FinCEN to bitcoin miners: No need to register if the bitcoins are for your own use

By Michael Carney , written on December 30, 2013

From The News Desk

The bitcoin ecosystem got a late Christmas present from the US Department of Treasury, Financial Crimes Enforcement Network (FinCEN) on Friday. As first reported by CoinText, FinCEN provided much-needed clarification on its previous guidance, making it clear that under most circumstances bitcoin miners do not need to register as Money Services Businesses (MSB) under the Bank Secrecy Act. This eliminates a series of potentially costly and onerous requirements for a critical segment of the bitcoin ecosystem.

Since the dawn of virtual currencies, market participants of all sizes and shapes have faced a degree of uncertainty around their standing in the eye of the law. Exchanges, wallet platforms, payment processors, merchants, miners, and traders have all been forced to question their registration obligations. Any company classified as an MSB must pay a registration fee and post a surety bond in every state in which it wishes to operate, as well as establish an anti-money laundering program. Collectively, these requirements can amount to a multi-million dollar cost of doing business. Few bitcoin operations have raised enough outside capital or generated enough liquid profit to pay such expenses.

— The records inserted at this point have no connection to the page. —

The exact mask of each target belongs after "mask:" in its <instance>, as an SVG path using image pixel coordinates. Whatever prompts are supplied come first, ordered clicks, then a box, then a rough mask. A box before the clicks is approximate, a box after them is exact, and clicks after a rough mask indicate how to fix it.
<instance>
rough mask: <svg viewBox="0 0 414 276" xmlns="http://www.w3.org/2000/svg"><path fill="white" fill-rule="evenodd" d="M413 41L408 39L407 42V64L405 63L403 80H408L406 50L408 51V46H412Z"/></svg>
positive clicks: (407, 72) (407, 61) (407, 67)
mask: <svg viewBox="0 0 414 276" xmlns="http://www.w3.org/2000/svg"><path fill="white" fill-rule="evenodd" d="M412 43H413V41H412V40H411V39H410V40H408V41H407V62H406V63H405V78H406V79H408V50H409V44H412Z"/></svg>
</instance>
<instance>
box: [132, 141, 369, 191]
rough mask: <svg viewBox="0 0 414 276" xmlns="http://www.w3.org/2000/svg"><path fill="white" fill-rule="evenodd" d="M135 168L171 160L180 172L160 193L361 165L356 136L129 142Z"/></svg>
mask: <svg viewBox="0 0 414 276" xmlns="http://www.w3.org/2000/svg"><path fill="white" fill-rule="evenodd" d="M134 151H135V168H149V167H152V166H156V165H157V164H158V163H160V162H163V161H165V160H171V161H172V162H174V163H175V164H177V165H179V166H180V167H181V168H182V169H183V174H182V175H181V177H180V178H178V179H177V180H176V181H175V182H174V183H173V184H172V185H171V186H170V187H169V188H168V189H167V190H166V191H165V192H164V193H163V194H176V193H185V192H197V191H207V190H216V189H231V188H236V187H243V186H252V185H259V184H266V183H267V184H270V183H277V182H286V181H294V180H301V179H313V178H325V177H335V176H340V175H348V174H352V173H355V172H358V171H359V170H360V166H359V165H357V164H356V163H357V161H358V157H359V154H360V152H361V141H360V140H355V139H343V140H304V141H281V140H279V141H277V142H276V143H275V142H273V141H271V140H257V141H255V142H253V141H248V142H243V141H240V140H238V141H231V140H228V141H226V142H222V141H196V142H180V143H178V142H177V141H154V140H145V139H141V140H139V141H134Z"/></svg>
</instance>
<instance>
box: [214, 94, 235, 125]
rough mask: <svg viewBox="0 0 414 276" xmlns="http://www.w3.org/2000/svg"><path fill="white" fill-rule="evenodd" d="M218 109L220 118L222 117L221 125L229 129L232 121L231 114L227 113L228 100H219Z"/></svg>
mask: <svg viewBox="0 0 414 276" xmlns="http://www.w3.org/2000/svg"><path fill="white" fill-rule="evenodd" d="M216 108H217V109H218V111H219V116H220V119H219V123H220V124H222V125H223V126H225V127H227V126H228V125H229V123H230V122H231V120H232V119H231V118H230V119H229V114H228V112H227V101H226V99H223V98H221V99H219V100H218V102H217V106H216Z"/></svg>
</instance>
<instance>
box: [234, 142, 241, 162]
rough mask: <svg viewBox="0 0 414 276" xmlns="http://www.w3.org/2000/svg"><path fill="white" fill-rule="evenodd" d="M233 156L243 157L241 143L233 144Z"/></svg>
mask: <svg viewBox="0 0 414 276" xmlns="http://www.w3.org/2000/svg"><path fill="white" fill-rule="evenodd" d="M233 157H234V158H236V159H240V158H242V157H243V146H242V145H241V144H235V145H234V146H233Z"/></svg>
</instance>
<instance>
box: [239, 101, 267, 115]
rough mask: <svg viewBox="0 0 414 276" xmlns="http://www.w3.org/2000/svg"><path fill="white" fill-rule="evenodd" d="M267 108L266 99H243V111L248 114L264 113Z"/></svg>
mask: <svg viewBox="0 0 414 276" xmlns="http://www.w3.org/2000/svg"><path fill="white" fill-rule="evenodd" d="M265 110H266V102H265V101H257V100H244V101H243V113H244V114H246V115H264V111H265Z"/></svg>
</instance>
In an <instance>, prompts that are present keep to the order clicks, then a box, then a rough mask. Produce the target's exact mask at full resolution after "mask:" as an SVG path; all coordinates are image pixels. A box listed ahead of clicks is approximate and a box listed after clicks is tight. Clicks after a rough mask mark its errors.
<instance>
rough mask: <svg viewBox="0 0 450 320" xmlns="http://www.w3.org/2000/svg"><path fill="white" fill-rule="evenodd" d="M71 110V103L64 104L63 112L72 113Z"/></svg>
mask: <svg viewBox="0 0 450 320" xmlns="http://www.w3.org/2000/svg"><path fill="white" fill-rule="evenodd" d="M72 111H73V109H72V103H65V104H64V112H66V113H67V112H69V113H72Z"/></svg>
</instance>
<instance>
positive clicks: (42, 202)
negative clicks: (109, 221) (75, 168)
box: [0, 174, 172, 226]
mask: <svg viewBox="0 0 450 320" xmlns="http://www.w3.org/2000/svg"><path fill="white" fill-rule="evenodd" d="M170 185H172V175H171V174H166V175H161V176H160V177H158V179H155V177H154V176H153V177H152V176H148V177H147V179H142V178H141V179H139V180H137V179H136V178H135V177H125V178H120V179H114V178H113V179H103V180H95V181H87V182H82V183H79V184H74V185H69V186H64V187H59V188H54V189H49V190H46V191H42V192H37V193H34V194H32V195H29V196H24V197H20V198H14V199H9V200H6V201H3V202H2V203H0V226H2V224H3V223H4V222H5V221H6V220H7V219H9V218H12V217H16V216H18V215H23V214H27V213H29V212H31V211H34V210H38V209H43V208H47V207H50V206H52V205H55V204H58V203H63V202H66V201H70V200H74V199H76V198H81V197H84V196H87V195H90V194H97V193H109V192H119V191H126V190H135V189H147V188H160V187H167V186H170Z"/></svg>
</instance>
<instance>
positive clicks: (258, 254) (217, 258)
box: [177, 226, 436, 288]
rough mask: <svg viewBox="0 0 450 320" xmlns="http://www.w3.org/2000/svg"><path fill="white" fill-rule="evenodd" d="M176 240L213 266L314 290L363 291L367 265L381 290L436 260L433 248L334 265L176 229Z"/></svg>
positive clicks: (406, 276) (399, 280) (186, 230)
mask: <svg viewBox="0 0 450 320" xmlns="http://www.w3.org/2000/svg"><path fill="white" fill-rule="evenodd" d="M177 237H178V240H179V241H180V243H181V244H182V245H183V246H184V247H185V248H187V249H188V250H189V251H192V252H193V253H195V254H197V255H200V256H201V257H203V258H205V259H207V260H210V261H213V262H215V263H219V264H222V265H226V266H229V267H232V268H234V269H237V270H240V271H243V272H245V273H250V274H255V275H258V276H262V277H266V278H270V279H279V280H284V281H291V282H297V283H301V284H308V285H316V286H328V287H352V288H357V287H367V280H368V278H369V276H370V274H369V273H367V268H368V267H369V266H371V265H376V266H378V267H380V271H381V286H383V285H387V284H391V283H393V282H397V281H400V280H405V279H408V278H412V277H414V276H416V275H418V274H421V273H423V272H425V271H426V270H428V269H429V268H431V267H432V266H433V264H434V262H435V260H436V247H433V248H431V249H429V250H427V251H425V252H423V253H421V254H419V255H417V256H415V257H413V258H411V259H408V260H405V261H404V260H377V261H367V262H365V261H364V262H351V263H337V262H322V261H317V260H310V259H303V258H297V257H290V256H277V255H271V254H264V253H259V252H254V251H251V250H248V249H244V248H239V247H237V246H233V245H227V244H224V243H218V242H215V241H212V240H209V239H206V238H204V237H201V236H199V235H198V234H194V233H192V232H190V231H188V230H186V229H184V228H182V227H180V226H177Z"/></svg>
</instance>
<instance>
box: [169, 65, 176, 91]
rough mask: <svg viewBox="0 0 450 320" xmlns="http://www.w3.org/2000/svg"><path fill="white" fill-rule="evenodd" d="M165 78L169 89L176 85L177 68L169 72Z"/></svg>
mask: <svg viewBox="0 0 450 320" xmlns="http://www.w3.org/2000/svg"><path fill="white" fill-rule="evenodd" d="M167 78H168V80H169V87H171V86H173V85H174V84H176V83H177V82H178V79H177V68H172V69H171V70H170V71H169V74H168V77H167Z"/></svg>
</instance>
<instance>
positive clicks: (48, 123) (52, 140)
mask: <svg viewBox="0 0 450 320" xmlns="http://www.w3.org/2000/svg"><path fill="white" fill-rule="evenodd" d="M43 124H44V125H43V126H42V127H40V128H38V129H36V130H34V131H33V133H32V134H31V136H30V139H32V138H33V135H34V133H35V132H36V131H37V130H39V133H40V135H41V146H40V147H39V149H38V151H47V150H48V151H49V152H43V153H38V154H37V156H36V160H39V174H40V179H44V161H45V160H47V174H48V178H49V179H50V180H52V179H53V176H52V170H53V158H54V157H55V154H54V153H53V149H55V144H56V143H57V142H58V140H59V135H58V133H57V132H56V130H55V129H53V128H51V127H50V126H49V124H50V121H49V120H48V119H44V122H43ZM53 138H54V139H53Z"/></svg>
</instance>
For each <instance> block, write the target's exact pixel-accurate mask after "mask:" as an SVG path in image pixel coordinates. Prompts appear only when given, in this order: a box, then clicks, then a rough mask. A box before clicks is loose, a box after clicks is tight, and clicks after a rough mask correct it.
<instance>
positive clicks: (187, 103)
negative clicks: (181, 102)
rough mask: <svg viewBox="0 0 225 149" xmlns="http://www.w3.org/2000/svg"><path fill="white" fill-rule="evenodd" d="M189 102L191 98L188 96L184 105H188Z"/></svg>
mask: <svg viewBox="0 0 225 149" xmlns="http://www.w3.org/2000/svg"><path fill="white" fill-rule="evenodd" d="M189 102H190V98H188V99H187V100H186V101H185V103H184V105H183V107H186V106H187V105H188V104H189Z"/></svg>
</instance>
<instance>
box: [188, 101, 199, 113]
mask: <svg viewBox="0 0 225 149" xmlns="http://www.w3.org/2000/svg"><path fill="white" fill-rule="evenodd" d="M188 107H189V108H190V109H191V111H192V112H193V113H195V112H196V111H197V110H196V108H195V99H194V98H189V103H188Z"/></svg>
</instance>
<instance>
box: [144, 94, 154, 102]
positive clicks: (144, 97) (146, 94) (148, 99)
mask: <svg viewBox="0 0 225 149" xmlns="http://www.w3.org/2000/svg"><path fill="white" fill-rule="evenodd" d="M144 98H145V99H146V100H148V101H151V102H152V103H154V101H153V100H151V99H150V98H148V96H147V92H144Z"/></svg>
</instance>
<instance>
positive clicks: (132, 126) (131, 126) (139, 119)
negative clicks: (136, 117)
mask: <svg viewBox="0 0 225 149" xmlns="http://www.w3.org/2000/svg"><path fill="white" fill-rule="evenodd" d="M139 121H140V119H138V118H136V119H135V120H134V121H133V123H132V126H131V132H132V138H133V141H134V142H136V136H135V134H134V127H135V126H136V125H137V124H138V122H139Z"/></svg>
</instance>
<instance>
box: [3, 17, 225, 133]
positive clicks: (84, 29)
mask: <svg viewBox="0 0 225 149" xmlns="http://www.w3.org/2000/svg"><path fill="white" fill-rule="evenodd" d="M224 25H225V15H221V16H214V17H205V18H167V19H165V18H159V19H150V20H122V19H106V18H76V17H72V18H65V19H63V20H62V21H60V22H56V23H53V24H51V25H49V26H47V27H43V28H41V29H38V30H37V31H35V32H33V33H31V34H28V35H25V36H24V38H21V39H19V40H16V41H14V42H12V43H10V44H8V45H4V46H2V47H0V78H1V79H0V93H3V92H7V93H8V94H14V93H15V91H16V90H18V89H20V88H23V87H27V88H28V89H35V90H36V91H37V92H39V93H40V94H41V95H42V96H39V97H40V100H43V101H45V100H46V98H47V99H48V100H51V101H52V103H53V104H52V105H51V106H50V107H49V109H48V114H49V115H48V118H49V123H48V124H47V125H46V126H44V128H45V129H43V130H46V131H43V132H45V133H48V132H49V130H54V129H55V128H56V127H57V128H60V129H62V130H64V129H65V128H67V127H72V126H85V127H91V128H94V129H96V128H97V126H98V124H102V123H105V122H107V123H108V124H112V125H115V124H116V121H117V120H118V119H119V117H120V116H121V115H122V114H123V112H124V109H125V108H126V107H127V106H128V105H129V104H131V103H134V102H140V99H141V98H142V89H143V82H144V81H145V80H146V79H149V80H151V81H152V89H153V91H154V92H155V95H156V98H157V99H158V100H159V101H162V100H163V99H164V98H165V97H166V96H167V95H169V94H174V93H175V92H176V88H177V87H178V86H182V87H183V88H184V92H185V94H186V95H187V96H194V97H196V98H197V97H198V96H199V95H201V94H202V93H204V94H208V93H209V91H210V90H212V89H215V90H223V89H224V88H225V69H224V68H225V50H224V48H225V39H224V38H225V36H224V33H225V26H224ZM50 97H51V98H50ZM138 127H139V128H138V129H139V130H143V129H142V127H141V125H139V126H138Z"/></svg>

In the US, there has been little to no legislation passed to clarify these questions around registration requirements. The closest thing to legislation has been “guidance” issued by agencies like FinCEN and seemingly arbitrary enforcement actions by the Department of Homeland Security. This is problematic, given that FinCEN sent the first of a series of cautionary letters in July 2011 to bitcoin companies and market participants it viewed as being non-compliant with MSB regulations.

In March of this year, FinCEN issued preliminary guidance indicating that merely spending or exchanging mined bitcoins did not in and of itself make a miner a MSB. But there remained unanswered questions about whether organizing a mining operation as a for-profit corporation or raising money from investors would push that company over an invisible line.

In May, it became abundantly clear that exchanges were subject to MSB registration requirements, when the Department of Homeland Security seized the US accounts of Tokyo-based Mt. Gox, which was then the world’s largest bitcoin exchange, for failure to register its operations appropriately. But this action brought little clarity to individual, pooled miners, or hosted mining operations.

FinCEN divides virtual currency market participants into three categories: exchangers, meaning those who exchange a virtual currency for real or other virtual currencies; administrators, meaning those who issue new virtual currency – which does not apply in bitcoin’s case; and users, meaning those who obtain virtual currencies to purchase goods and services on their own behalf.

One unfortunate consequence of the ambiguity around bitcoin miners’ regulatory requirements is that many of these individuals and organizations have been denied bank accounts or had their existing accounts frozen. Absent these banking relationships, many miners have had to cease operations while others have had trouble raising money from investors.

Some of the confusion around the classification of miners stems from statements made by George Mason University senior research fellow and adjunct professor Jerry Brito in July at a bitcoin conference. Brito indicated that FinCEN had informed him in personal letters that miners would be required to register as MSBs.

Friday’s FinCEN clarification makes it clear that this is not the case, provided that such operations are using the bitcoin for their own purposes, and not transmitting currency or selling currency-related services. In its letter to Atlantic City Bitcoin, FinCEN wrote:

To the extent that a user mines Bitcoin and uses the Bitcoin solely for the user’s own purposes and not for the benefit of another, the user is not an MSB under FinCEN’s regulations, because these activities involve neither “acceptance” nor “transmission” of the convertible virtual currency and are not the transmission of funds within the meaning of the Rule. This is the case whether the user mining and using the Bitcoin is an individual or a corporation, and whether the user is purchasing goods or services for the user’s own use, paying debts previously incurred in the ordinary course of business, or (in the case of a corporate user) making distributions to shareholders.

This ruling is a positive step for the bitcoin ecosystem as a whole and for miners in particular. Miners play a critical role in verifying bitcoin transactions and maintaining bitcoin’s global general ledger known as the blockchain. One important result of this activity is that new bitcoins are created and distributed as a reward to those miners most efficient at verifying new “blocks” of transactions. The creation of new bitcoins is essential to increasing market liquidity.

If miners were obligated to register as MSBs, it would be near-impossible for them to operate profitably based on today’s compensation structure, thus jeopardizing the whole ecosystem. In the past, conspiracy theorists have predicted that regulators, whom they perceived as fearful of bitcoin’s threat to the current economic system, would seek to destroy the crypto-currency by eliminating the economic incentive to mine it and provide related services. FinCEN’s latest guidance clarification suggests that these fears are likely unfounded.

Bitcoin regulation remains a work in progress in the US, but every bit of clarification, like every day the virtual currency market continues to operate, is one step toward long-term sustainability.